Beck was convulsed by a sob. He had tried to find Billy when he returned from the morgue. He still hadn't wanted to believe what his mind was screaming at him. He wanted to talk to the boy, see if there could possibly be any mistake, hear what the boy had to say. He wanted to help him, if there was anything that could be done. But Billy was gone, the window in his room opened, his jacket missing, Mary's silent, sure stare telling him that what she had said had been right, that the boy was evil, that Jacob had been fooled.

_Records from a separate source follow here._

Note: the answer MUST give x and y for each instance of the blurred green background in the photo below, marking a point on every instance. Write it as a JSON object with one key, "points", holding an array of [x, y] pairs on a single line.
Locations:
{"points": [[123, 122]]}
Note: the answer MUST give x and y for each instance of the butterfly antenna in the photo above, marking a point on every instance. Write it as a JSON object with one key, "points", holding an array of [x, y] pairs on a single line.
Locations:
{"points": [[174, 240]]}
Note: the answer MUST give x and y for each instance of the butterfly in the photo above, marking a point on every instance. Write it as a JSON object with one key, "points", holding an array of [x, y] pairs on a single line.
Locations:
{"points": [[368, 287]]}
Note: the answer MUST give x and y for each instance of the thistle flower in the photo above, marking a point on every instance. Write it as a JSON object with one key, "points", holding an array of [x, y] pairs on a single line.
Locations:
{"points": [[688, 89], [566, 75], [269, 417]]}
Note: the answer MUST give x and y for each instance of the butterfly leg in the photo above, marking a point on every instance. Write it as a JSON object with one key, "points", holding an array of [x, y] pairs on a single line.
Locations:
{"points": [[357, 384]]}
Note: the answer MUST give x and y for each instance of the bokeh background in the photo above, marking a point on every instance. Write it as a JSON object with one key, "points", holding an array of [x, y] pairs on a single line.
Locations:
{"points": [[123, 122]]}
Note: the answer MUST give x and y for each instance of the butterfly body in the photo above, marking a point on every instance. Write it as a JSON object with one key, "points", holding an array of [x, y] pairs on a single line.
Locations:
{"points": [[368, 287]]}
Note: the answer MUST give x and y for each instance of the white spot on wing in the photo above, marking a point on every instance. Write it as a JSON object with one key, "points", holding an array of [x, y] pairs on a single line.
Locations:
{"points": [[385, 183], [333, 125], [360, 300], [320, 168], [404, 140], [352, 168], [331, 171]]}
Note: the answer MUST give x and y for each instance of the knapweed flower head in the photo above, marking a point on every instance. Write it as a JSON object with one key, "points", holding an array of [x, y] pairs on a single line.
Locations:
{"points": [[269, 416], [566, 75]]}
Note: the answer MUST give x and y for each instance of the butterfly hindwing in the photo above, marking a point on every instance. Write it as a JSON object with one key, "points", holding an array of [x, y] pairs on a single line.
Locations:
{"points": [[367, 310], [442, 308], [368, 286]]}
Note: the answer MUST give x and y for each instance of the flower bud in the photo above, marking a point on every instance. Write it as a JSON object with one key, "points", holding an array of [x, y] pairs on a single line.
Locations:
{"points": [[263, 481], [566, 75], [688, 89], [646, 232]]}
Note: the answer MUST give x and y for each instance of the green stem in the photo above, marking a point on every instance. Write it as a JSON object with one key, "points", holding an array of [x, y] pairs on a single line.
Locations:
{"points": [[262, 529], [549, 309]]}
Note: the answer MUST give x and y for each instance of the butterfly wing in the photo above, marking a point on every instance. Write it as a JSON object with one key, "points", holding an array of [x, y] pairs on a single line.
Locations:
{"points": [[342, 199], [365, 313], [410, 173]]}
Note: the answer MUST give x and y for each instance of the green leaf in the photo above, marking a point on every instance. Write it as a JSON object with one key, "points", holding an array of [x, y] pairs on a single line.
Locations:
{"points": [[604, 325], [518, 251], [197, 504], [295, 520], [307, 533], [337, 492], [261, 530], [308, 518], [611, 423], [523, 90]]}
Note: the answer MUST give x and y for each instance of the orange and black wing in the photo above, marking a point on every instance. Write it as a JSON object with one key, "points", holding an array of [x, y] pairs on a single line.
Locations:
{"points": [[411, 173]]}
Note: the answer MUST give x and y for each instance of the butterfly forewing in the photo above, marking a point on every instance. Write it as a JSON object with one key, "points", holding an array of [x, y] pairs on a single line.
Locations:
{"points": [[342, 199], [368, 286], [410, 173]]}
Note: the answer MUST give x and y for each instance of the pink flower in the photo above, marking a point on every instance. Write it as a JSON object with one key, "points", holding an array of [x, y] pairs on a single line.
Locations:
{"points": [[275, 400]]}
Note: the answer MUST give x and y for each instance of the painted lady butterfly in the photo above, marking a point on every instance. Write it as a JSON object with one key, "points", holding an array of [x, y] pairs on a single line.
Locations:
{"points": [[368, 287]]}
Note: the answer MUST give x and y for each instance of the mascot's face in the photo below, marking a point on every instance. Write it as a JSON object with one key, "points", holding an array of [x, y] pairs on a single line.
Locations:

Billy's face floated up before him, copper eyes darkening. The serious, determined look on his features dissolved into a sudden, vicious smile, teeth bared like an animal, willing to kill anyone.

25
 

On the phone, John Mifflin said, "Are you by yourself?"

Christine Beck said, "Yes." She wanted her voice to sound strong, not girlish, but it wasn't working. She sounded scared. She realized that John sounded scared, too.

"I . . . needed to talk to you," he said.

She drew strength from the fear in his voice. "Tell me what's the matter."

"Where is Billy now?"

She could feel the fear in him, but there was also the sense that he was holding it down, that he had made up his mind about something.

"John," she said, "what are you going to do?"

"Where is Billy?" He sounded almost desperate.

"Let me come over and talk to you."

"No."

"John, please." Her voice was trembling.

He said nothing.

"You saw what he did to Danny!" she begged. "You're the one who told me about what he could do."

There was a pause. "Christine," he said slowly. He sounded like both a little boy and a man. "He killed Danny French. He's killed others, too. You told me your mother said he killed that drunk in the park. I think he can kill anybody he wants to. Nobody would believe me if I tried to tell them. What are we going to do? Wait until he kills everybody? He could do that if he wanted. I think he likes to play with people." A hint of the self-pity that John always seemed to show when talking about Billy crept into his voice. "I watched him a long time, when we were at Melinda's home. He could get anyone he wanted on his side. He's still doing that. If I don't do anything, he'll just keep doing whatever he wants. You said yourself your father was on his side."

He was pleading. Christine's mind was a mass of fears—for John, for herself, for her mother and father.